Russia’s Entire Stock Market is Worth Less Than Apple Computers

Let's just call this what it is. Awkward.
Let’s just call this what it is. Awkward.

A few days ago a bizarre inversion took place. A single company was suddenly worth more than the entire investable market size of a major economy. While I like Apple a lot and applaud the incredible profitability of the company, this is more a story about how badly the Russian economy is doing.

Back when Russia was first inciting dissent inside the Ukraine following the ouster of the quasi-dictator running the country, it had banked on the idea that it’s continued escalation inside the borders of a sovereign nation would go unchallenged as few countries would wish to risk a military skirmish over a single, marginal country in Europe.

Vladimir Putin miscalculated however when he didn’t realize how precarious the Russian economy was. Sanctions were implemented and what followed was a largely hollow trade war that did more to identify Russia’s weakness than strength. But the most recent blow to Russia has been the change in the price of oil.

Screen Shot 2014-11-21 at 12.31.04 PMNow that the price of oil is under $80, Russia is suffering severely. Like many oil rich nations, oil exports substitute for taxes. This frees autocratic rulers to both pursue generous social programs while not having to answer to citizen complaints about high taxes. It’s how countries like Saudi Arabia  and Iran get by with little democratic input and a relatively passive population with little to no public disobedience about democratic rights (mostly).

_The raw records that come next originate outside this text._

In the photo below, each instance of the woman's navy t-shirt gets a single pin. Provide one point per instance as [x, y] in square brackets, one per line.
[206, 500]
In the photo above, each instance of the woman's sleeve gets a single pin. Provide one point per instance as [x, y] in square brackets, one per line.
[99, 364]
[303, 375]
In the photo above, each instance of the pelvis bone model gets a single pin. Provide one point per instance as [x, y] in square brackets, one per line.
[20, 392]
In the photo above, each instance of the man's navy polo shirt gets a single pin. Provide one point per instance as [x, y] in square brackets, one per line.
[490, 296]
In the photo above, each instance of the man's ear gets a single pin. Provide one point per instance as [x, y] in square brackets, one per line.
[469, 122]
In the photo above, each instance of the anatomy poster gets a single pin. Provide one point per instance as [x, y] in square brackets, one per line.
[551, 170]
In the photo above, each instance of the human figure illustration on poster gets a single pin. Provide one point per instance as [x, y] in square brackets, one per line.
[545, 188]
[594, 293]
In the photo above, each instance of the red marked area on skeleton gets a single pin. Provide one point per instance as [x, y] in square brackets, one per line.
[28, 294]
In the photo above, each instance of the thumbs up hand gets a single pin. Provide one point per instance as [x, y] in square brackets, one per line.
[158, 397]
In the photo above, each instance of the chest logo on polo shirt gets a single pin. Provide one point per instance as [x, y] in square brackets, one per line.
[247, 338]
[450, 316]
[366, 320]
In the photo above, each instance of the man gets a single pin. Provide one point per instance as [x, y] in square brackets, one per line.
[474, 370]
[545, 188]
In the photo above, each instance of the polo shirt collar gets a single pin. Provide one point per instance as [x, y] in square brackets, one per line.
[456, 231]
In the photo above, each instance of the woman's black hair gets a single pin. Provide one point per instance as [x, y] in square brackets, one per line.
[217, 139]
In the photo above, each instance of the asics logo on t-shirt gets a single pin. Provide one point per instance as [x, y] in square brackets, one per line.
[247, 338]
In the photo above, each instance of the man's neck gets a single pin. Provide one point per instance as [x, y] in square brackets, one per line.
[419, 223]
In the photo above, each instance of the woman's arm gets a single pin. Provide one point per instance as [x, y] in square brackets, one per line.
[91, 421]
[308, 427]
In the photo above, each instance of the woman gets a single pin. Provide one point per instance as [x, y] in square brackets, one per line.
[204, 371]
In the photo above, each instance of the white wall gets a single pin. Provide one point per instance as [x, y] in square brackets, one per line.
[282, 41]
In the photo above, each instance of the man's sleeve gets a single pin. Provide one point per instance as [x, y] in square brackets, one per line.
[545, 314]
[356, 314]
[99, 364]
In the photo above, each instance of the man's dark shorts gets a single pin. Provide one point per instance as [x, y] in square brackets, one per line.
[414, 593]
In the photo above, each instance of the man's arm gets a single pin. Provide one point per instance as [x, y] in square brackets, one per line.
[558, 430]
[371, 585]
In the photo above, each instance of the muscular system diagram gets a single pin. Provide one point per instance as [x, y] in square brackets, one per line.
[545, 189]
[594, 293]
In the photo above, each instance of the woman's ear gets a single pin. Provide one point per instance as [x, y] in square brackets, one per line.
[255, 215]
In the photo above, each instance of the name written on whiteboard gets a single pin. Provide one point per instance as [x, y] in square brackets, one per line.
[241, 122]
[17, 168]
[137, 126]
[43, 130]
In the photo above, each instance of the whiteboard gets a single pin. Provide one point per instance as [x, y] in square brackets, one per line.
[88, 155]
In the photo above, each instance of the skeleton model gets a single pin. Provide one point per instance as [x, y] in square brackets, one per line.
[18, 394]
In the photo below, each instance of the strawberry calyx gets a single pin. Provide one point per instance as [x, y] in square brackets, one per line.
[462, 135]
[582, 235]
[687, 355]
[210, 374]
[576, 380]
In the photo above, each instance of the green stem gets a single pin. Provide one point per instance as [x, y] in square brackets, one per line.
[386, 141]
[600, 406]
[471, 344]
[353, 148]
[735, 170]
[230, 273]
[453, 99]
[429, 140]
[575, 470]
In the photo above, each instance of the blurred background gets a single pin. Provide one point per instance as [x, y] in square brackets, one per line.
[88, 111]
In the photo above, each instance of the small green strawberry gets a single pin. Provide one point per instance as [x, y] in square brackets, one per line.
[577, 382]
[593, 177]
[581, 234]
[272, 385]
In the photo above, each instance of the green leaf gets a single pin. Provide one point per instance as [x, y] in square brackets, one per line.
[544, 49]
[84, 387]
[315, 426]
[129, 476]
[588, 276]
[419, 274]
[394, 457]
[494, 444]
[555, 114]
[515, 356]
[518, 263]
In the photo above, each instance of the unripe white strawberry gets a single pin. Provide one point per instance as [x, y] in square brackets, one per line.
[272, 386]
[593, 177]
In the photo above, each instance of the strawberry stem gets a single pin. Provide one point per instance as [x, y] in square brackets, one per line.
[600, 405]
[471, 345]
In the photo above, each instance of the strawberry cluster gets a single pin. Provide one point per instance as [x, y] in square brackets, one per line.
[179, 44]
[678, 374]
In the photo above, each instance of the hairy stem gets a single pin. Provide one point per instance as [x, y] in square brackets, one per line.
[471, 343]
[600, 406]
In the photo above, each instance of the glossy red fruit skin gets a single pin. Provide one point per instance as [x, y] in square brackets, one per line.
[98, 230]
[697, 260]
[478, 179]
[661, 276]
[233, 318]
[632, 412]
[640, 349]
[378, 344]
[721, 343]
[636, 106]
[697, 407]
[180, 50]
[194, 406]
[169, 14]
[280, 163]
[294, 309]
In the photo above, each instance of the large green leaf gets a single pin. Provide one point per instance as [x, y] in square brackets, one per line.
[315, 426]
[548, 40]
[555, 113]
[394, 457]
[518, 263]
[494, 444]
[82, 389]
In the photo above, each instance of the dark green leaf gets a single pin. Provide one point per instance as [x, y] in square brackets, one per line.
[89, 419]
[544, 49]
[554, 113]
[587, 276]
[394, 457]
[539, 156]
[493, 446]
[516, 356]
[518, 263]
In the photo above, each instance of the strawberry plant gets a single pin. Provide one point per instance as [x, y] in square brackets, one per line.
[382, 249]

This relationship though means that there are actually two prices for oil. First the breakeven price for extracting oil from the ground, and second break breakeven social price of oil. Those prices are different in every country. In Alberta for instance, tar sand oil is usually quoted at $70 a barrel for breakeven. But to cover the costs of running the government the price is much higher. For Russia the slide in price from $109 a barrel to $80 has meant wiping out it’s current account surplus.

Combined with the falling rouble (now 30% lower than the beginning of the year) and the growth of corporate debt sector, Russia is now in a very precarious situation. I’m of the opinion that energy, and energy companies have been oversold and a rise in price would not be unexpected. But whether the price of energy will bounce back up to its earlier highs from this year seems remote.

This is a stock photo of a guy thinking. Could he be thinking about where to invest his money? He could be. It's hard to tell because he was actually paid to stand there and look like this and we can't ask him.
This is a stock photo of a guy thinking. Could he be thinking about where to invest his money? He could be. It’s hard to tell because he was actually paid to stand there and look like this and we can’t ask him.

Over the last few months I’ve been moving away from the Emerging Markets, and while the reasons are not specifically for those listed above, Russia’s problems are a good example of the choices investors face as other markets continue to improve their health. If you had a dollar today that could be invested in the either the United States or Russia, who would you choose? The adventurous might say Russia, believing they could outlast the risk. But with more Canadians approaching retirement the more sensible option is in markets like the US, where corporate health is improved, debt levels are lower and markets are not subject to the same kind of political, economic and social instability that plagues many emerging economies.